Tidak jelas kapan istilah aktor intelektual muncul pertama kali, tapi diperkirakan pada tahun- tahun menjelang akhir kekuasaan Soeharto. Saat itu Soeharto dan rezim Orde Barunya kerap menuding bahwa kerusuhan, unjuk rasa, atau kejadian-kejadian lain yang tidak terpuji digerakkan oleh aktor intelektual. Jelas bahwa Soeharto menganggap aktor intelektual merupakan antagonis sehingga harus ditangkap dan diseret ke pengadilan.

Rezim Orba juga memunculkan istilah-istilah lain yang merujuk antagonis serupa: orang atau kelompok orang yang memicu kerusuhan atau berniat melawan pemerintah. Sebut saja di antaranya oknum, provokator, pihak ketiga, dan tangan jahat. Pernah pula muncul istilah organisasi tanpa bentuk yang dikaitkan dengan kelompok orang yang dituding memicu sejumlah peristiwa, termasuk tragedi 27 Juli 1996.

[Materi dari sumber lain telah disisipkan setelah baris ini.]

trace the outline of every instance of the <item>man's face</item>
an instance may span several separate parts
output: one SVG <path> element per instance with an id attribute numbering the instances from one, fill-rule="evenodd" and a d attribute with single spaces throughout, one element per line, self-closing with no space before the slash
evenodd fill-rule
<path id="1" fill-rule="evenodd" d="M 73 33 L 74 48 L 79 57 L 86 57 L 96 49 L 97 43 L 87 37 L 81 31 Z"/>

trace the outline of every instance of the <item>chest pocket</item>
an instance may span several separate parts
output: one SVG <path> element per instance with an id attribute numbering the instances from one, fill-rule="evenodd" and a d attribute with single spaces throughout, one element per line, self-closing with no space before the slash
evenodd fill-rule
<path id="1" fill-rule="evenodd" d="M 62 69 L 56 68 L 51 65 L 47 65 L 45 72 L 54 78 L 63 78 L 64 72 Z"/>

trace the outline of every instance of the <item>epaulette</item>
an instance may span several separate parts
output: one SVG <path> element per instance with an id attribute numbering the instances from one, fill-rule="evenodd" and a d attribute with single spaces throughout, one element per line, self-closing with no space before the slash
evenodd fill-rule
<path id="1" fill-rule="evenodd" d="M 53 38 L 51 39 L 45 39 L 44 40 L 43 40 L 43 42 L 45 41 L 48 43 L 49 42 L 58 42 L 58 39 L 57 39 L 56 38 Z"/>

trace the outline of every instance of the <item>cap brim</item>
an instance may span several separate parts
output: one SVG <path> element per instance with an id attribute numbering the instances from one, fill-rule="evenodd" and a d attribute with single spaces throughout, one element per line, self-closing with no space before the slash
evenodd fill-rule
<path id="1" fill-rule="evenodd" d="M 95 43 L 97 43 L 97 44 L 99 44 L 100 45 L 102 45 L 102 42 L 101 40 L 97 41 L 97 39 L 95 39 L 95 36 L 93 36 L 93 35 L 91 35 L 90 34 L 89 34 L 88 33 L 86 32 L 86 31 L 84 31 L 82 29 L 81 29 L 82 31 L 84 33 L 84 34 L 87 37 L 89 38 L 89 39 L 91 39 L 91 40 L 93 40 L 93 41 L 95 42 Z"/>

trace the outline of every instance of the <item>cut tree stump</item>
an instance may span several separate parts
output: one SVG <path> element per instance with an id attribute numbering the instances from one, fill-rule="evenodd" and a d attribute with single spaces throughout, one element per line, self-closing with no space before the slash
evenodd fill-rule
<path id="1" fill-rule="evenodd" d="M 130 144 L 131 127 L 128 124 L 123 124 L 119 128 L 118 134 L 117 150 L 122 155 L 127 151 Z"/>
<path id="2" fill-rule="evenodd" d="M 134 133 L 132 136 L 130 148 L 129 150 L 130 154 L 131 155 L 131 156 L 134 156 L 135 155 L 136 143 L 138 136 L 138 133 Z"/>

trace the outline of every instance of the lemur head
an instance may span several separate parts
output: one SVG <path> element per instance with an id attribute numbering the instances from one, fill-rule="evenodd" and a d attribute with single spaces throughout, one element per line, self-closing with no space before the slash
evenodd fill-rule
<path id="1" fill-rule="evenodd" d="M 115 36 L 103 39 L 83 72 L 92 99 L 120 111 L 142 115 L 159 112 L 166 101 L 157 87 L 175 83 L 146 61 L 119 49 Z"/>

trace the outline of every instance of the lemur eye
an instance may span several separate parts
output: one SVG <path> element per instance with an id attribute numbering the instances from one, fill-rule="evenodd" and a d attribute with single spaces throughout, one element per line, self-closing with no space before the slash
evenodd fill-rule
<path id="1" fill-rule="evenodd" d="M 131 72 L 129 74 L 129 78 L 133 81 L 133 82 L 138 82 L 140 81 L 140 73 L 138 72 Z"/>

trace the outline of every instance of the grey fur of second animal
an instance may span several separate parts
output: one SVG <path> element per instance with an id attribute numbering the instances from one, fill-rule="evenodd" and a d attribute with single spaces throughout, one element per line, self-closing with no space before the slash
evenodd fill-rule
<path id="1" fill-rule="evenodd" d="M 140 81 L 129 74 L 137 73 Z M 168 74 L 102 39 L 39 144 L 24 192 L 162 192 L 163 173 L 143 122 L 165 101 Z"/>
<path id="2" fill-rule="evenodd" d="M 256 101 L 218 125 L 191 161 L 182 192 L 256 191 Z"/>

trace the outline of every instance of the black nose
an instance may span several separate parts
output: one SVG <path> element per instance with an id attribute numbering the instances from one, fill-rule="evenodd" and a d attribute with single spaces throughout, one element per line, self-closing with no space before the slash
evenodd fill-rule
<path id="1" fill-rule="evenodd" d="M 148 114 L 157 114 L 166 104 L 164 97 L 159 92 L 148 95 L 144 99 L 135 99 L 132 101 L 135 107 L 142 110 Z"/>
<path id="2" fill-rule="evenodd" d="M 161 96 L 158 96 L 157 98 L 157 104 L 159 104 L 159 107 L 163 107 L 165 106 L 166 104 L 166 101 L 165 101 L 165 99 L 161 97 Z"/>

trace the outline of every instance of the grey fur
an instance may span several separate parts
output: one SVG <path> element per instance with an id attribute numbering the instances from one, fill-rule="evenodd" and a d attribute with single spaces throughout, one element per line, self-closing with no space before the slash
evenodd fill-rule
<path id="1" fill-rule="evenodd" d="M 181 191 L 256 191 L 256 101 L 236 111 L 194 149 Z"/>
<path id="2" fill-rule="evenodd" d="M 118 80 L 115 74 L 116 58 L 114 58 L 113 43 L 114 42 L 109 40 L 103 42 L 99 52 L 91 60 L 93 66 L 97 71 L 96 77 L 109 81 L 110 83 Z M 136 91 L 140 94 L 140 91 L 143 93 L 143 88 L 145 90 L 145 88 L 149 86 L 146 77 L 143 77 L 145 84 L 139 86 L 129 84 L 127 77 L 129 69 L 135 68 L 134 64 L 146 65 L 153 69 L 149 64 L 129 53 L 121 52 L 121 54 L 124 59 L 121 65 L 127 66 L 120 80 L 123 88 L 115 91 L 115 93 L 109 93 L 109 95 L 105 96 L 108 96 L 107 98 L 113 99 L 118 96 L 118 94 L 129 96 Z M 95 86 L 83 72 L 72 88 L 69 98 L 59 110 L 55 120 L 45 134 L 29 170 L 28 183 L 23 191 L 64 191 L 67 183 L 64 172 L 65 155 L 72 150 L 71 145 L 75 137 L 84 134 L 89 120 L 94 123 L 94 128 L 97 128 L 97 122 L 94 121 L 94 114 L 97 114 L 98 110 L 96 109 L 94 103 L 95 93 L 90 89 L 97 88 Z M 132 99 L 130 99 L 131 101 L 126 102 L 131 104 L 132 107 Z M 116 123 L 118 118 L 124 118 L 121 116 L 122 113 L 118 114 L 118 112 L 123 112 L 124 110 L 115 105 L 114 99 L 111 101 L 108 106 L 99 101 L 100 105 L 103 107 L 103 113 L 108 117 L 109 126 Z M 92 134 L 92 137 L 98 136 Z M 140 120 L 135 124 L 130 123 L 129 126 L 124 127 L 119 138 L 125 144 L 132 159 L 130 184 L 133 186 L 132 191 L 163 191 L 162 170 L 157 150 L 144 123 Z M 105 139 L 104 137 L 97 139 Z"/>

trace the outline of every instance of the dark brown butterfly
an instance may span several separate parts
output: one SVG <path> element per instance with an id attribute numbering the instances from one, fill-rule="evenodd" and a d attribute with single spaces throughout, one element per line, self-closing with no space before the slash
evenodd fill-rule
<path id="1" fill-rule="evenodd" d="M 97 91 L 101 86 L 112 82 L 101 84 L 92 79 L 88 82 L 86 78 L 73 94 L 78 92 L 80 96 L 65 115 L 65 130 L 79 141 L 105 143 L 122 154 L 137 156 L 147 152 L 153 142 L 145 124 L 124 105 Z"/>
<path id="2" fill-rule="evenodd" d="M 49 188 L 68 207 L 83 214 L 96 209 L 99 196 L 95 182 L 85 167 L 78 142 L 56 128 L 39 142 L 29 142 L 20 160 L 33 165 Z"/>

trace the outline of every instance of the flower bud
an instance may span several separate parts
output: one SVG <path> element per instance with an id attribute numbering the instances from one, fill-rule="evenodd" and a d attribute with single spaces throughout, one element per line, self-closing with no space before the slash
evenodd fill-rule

Batasan aktor intelektual menurut KBBI yang negatif bukan tidak mungkin menunjukkan adanya pengaruh kuat rezim Orba terhadap KBBI. Mengapa tidak misalnya aktor intelektual juga bermakna orang yang berinisiatif melakukan gerakan positif? Aktor berasal dari kata bahasa Latin agere, yang berarti berbuat, melakukan.

Dalam bahasa Latin, aktor intelektual akan berbunyi actor intellectualis. Namun, menurut K. Bertens, dalam bahasa Latin actor intellectualis tidak digunakan; yang lazim dipakai adalah auctor intellectualis. Kata auctor berasal dari kata Latin augere, yang mempunyai banyak arti, antara lain meningkatkan, memperbesar, dan menumbuhkan. Jadi, arti auctor adalah orang yang menumbuhkan, orang yang meletakkan dasar, perintis, pencipta, pengarang. (Auctor merupakan asal-usul untuk kata Inggris author yang berarti pengarang atau penulis.)

Auctor intellectualis inilah yang, menurut Bertens, berarti pencetus ide, orang yang untuk pertama kali mengemukakan suatu pikiran atau rencana, otak atau brain di balik suatu peristiwa. Jelas bahwa maknanya tidak selalu negatif. Belakangan sejumlah media memperkenalkan bentuk adaptasi auctor intellectualis, yaitu auktor intelektualis. Pada edisi 29 September 2015, Kompas membuat judul "18 Tersangka Ditahan, Polisi Buru Auktor Intelektualis".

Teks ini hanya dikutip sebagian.